I watched an Olivier Roland’s video  and I want to share this with you ?

A trick to multiply your sales by 2, 3 or 4 without much effort.

It’s very simple but you must really do it. First, what is the best seller of your products/services ? Is it sellers ? Your website ? Your Youtube channel ? Or you ? The truth, none of all these. The best seller of your products/services are your satisfied customers. You can say all what you want to your prospects, they will always think : « This product/service is good but he forces me to buy ! ».

Satisfied Customer

satisfied customers

A truly satisfied customer of your product/service is much more convincing because he has no personal interest, it’s just someone who is happy. You gonna tell me you already know that. Yes and there is something else you can do with your satisfied customers. You must know that your prospects have more confidence to your sarisfied customers than you. And this is normal, this is why you can use the internet’s power to be able to have a leverage effect to ensure that your satisfied customers can convince a maximum of people.

How to do

testimonial video

When you do good work, often, clients will say, « Thank you, your product/service really helps me ». The next time a customer telling you this, ask to the client to repeat the same thing on video. A short video of 30 seconds. In most cases, your customer will accept because he just thank you for your product/service. You can make the video with your smartphone, it’s perfect. Then, you publish this video on your YouTube channel or on your blog and you put it on all your social networks.
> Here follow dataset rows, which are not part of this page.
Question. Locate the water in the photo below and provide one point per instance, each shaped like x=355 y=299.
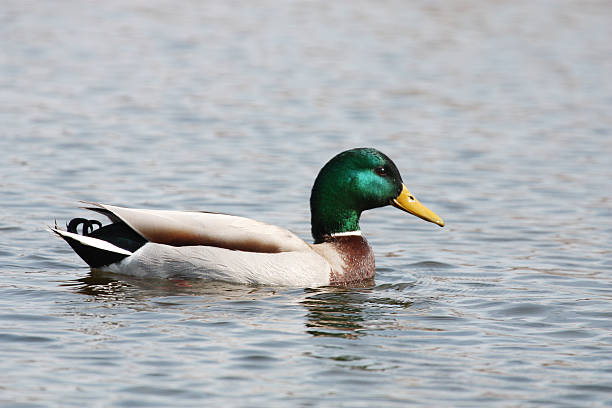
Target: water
x=497 y=114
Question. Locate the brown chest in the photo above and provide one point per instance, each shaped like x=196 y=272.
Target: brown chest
x=357 y=260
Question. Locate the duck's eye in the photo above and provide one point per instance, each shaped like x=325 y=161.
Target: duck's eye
x=381 y=171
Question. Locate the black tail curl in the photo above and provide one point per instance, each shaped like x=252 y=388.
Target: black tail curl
x=88 y=226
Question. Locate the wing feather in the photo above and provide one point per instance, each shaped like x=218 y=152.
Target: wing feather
x=185 y=228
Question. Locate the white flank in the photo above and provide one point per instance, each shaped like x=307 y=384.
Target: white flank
x=92 y=242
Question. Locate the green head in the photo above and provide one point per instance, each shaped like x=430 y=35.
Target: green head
x=354 y=181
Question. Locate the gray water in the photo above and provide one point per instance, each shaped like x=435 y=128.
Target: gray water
x=496 y=113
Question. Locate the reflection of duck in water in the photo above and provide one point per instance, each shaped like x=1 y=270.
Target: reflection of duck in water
x=155 y=243
x=350 y=313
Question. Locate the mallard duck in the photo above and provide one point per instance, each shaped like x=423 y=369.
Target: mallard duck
x=181 y=244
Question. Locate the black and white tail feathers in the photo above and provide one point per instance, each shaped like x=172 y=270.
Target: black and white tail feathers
x=102 y=246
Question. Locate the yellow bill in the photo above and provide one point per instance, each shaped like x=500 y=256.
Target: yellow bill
x=406 y=201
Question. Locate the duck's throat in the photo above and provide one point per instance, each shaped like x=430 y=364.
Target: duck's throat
x=334 y=221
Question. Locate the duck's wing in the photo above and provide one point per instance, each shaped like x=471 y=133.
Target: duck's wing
x=186 y=228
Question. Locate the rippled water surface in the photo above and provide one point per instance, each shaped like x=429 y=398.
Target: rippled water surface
x=497 y=114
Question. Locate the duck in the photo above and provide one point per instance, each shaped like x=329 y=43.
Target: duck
x=150 y=243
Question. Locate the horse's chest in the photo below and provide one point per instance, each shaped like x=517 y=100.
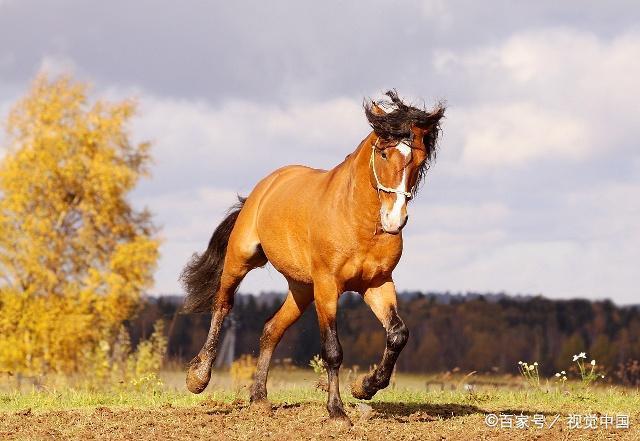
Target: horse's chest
x=372 y=263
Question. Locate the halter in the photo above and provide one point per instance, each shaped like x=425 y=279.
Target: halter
x=379 y=185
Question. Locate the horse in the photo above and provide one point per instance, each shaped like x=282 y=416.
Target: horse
x=327 y=232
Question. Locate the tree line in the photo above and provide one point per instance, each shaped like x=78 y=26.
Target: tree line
x=470 y=333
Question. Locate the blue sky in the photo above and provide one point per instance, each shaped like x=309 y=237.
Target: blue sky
x=537 y=183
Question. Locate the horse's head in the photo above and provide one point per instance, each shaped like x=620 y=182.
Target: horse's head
x=403 y=146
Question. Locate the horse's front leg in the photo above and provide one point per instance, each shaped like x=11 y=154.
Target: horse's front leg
x=382 y=301
x=326 y=295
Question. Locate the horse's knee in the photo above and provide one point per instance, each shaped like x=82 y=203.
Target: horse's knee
x=332 y=350
x=397 y=335
x=267 y=332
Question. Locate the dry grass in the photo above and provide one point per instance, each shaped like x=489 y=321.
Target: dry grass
x=410 y=411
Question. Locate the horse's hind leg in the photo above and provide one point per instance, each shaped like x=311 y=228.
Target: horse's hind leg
x=297 y=300
x=383 y=303
x=243 y=253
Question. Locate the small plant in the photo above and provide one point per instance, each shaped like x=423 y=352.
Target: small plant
x=317 y=364
x=530 y=372
x=587 y=374
x=561 y=378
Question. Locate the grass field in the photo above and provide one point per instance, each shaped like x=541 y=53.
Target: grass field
x=415 y=407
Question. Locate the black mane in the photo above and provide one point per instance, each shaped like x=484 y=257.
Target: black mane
x=399 y=118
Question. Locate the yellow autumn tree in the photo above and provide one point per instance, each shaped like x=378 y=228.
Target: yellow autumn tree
x=75 y=256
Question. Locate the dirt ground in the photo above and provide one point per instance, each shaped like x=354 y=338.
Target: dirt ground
x=238 y=421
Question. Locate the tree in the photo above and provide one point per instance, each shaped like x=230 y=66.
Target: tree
x=75 y=256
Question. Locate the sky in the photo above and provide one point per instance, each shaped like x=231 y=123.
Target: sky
x=536 y=189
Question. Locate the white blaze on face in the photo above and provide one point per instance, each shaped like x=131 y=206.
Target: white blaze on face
x=393 y=219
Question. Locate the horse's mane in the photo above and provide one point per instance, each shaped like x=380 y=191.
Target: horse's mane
x=398 y=118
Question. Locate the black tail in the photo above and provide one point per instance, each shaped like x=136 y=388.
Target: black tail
x=201 y=276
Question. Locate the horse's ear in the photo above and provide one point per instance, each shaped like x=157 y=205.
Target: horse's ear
x=377 y=110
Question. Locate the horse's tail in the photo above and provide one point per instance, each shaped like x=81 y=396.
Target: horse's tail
x=201 y=276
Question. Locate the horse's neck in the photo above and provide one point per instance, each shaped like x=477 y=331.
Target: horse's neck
x=361 y=200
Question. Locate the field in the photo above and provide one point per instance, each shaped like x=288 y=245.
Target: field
x=414 y=407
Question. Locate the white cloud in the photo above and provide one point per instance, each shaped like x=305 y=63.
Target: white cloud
x=515 y=134
x=559 y=92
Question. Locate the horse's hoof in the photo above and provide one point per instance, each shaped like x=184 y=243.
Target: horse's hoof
x=360 y=391
x=198 y=375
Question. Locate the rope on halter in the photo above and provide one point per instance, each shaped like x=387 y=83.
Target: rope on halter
x=379 y=185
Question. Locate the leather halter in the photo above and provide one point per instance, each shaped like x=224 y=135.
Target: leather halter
x=379 y=185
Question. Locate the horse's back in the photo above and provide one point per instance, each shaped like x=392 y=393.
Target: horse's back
x=282 y=208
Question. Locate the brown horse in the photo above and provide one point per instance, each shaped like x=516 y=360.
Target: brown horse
x=327 y=232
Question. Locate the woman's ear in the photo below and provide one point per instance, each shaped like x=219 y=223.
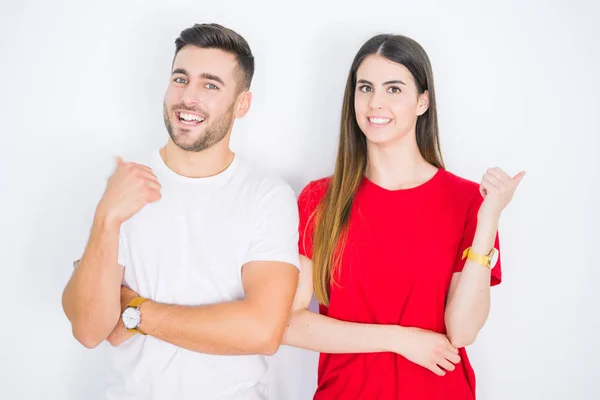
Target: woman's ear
x=423 y=103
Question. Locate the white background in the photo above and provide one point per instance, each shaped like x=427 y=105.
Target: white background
x=517 y=85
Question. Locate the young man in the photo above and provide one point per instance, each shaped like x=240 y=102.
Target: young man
x=192 y=262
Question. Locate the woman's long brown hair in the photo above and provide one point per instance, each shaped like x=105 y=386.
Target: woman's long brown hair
x=333 y=213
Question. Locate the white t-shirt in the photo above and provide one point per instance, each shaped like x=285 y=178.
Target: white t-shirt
x=188 y=249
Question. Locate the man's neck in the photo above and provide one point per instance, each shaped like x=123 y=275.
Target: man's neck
x=200 y=164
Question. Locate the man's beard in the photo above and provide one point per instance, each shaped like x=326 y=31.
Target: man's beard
x=213 y=133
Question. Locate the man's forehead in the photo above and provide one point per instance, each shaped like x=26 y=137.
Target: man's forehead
x=197 y=60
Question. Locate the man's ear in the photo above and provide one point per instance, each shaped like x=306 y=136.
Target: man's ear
x=243 y=104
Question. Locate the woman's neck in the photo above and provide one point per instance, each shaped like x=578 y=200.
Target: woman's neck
x=398 y=165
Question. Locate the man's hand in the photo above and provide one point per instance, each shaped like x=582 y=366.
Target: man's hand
x=120 y=334
x=129 y=188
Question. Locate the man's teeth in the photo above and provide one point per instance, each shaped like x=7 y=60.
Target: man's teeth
x=379 y=121
x=190 y=117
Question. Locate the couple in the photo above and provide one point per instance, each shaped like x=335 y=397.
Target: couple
x=198 y=266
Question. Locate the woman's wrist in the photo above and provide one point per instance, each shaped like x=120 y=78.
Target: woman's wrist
x=485 y=236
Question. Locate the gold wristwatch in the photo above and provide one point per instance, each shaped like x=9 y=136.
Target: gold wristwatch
x=489 y=260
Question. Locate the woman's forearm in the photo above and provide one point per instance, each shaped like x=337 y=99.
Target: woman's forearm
x=316 y=332
x=469 y=301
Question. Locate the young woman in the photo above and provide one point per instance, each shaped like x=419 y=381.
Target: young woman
x=399 y=252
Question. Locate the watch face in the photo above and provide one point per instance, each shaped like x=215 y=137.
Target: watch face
x=494 y=258
x=131 y=317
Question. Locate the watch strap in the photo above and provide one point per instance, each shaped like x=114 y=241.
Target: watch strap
x=478 y=258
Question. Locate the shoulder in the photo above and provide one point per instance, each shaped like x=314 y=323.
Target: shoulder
x=147 y=158
x=261 y=185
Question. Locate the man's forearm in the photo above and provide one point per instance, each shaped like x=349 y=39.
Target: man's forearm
x=468 y=307
x=91 y=299
x=232 y=328
x=316 y=332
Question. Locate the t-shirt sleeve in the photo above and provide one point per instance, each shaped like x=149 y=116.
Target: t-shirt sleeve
x=307 y=206
x=467 y=240
x=276 y=232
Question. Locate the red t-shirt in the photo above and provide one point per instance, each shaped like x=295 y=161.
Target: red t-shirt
x=402 y=248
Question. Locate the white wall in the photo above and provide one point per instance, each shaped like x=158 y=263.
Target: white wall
x=517 y=85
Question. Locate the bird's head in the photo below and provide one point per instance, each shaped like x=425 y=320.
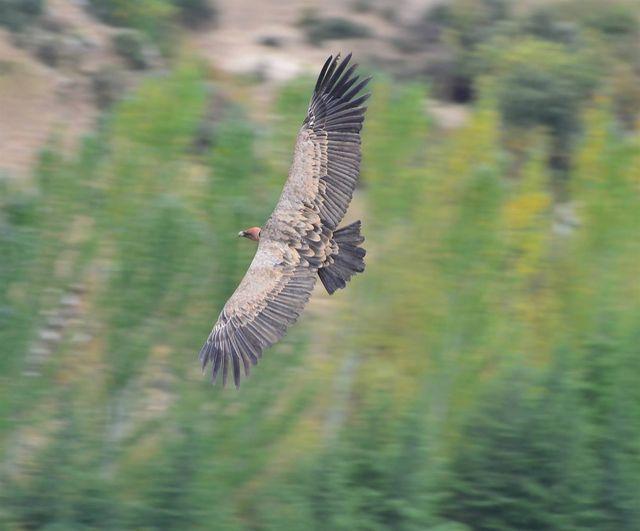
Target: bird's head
x=253 y=233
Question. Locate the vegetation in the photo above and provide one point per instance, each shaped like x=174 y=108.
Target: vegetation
x=481 y=375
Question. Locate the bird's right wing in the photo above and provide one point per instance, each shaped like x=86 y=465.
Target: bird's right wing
x=269 y=299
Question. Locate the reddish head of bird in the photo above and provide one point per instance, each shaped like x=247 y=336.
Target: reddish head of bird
x=253 y=233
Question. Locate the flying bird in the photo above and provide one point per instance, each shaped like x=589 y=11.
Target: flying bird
x=301 y=240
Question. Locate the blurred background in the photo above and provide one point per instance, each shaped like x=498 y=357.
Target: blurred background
x=483 y=374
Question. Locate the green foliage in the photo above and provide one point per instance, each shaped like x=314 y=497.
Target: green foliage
x=539 y=83
x=482 y=374
x=130 y=45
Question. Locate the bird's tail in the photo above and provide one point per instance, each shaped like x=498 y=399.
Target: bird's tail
x=347 y=262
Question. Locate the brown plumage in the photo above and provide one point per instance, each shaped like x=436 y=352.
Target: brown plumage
x=300 y=241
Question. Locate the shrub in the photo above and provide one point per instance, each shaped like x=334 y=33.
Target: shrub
x=543 y=84
x=196 y=13
x=16 y=14
x=108 y=86
x=322 y=29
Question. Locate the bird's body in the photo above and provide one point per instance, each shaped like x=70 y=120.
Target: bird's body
x=300 y=241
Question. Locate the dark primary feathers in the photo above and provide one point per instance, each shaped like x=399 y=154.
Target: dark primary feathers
x=299 y=241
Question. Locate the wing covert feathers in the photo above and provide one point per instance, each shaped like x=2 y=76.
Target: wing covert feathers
x=334 y=121
x=297 y=241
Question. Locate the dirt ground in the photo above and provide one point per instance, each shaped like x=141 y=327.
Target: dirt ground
x=37 y=101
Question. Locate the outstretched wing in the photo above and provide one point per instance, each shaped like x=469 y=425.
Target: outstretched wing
x=326 y=161
x=269 y=299
x=294 y=242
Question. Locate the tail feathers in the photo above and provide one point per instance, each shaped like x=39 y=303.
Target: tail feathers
x=347 y=262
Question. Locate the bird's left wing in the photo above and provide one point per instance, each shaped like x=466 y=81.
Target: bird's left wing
x=270 y=298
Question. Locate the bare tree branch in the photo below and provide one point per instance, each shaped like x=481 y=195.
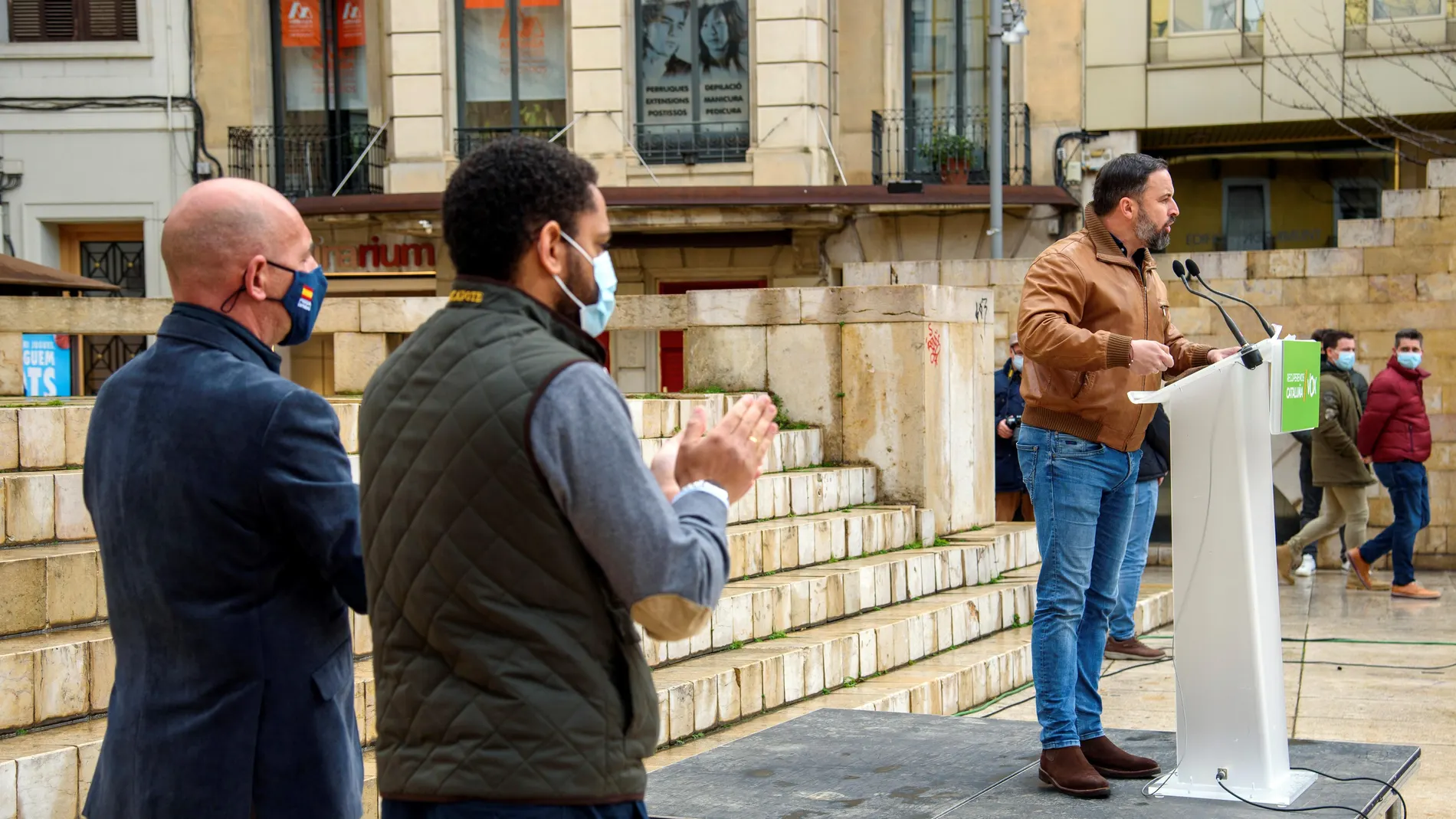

Now when you have to convince a prospect, you can show testimonial videos of your satisfied customers from your smartphone or your tablet. Written testimony is good but video testimonial video has more impact. If you have 5, 10, 20, 40 testimonial videos of satisfied customers, you really make the difference.

Don’t hesitate to ask to your current customers to make you a positive feedback because there are some that will not spontaneously thank you, it’s your silent customer. Your silent customer is so concentrate on his work that he didn’t think to thank you. You can contact your silent customers simply send an email with their request to do a testimonial video or you can make a contest to explain how your product/service has helped.

The principle is to do regular testimonial videos of satisfied customers to increase and improve your credibility.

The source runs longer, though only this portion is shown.